The arguments to the solve! function are either one or more comma separated linear equality constraints or a list of linear equality constraints. Only systems with unique solutions can be solved by LLS; see the Solving LCLS section for detailed conditions. The solve! function will issue an error if these conditions are not satisfied.

Sum of Squares Expressions

In LLS, a sum of squares expression is the sum of squares of the entries of a scalar, vector, or matrix. The most basic way to create such an expression is to call the sum_squares function on an affine expression argument. For example, sum_squares(A * x - b) is the LLS representation of \(\|Ax - b\|_2^2\). To create other sum of squares expressions, the +, *, and / operators can be used in conjunction with the following rules:

  1. Two sum of squares expressions can be added
  2. A sum of squares expression can be multiplied or divided by a postive, scalar constant.
  3. A nonnegative scalar constant may be added to a sum of squares expression.

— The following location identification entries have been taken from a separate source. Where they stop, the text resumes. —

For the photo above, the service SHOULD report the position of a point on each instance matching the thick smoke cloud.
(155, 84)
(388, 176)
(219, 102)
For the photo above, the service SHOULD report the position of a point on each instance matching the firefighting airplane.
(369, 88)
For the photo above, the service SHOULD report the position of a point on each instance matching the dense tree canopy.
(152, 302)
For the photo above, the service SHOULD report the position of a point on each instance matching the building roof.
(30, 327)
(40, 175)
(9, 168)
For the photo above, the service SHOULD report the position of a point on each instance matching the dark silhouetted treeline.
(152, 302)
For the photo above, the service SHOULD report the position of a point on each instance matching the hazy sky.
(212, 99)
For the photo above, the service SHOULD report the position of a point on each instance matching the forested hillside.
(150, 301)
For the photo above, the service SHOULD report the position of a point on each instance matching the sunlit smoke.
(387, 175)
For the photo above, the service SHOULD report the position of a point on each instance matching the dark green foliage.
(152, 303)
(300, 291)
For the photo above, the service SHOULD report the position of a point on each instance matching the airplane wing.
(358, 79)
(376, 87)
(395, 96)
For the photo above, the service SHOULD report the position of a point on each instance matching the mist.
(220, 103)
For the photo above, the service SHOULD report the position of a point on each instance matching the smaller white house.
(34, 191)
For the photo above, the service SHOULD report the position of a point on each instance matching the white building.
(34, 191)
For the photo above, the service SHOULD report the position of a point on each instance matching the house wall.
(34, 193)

Note that sum of squares expression cannot be subtracted from each other, or multiplied or divided by a negative number. LLS will issue an error message if the user attempts any of these. Here are some examples of building sum of squares expressions:

A = randn(4, 3)
b = randn(4, 1)
x = Variable(3)
c = 0.1
reg_least_squares = sum_squares(A * x - b) + c * sum_squares(x)

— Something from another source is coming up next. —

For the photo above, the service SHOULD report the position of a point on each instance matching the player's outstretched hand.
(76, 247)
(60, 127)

Similar to an affine expression, a sum of squares expression can be evaluated to a numerical value if all variables the sum of squares expression depends on have been populated with values. For example, the following code prints the value of the sum of squares expression reg_least_squares, assuming x has been populated with a value:

println(evaluate(reg_least_squares))

Often you’ll find it useful to first initialize a sum of squares expression to 0 and then add on more sum of squares expressions in a for loop.

error_term = 0
for i in 1:3
  error_term += rand() * sum_squares(A[i, :] * x + b[i])
end

The variance of the entries of an affine expression X can be expressed as sum_squares(mean(X) - X) / (m * n), where m and n are the number of rows and number of columns of X, respectively. For convenience, the function var can be used to directly create this sum of squares expression for variance.

X = Variable(3, 4)
variance = var(X)

The minimize! Function

LLS can also solve a linearly constrained least squares problem using the minimize! function:

A = randn(3, 2)
b = randn(2, 1)
x = Variable(3)
objective = sum_squares(x)
constraint = A * x == b
optimal_value = minimize!(objective, constraint)
println(evaluate(x))

The first argument, or objective, of minimize! must be a sum of squares expression. The remaining arguments are for constraints, and can be zero or more comma separated linear equality constraints, or a list of linear equality constraints. The minimize! function will return the optimal value of the sum of squares expression, while populating all variables with optimal values. Here are some usage examples:

x = Variable(3)
C = randn(2, 3)
d = randn(2)
A = randn(4, 3)
b = randn(4)

# no constraints
objective2 = sum_squares(A * x - b)
optimum_value_2 = minimize!(objective2)
println(evaluate(x))

# list of constraints
objective1 = sum_squares(x)
constraints = [C * x == d, x[1] == 0]
optimum_value_1 = minimize!(objective1, constraints)
println(evaluate(x))

A linearly constrained least squares can only be solved if it satisfies the conditions in the Solving LCLS section. The minimize! function will issue an error these conditions are not satisfied.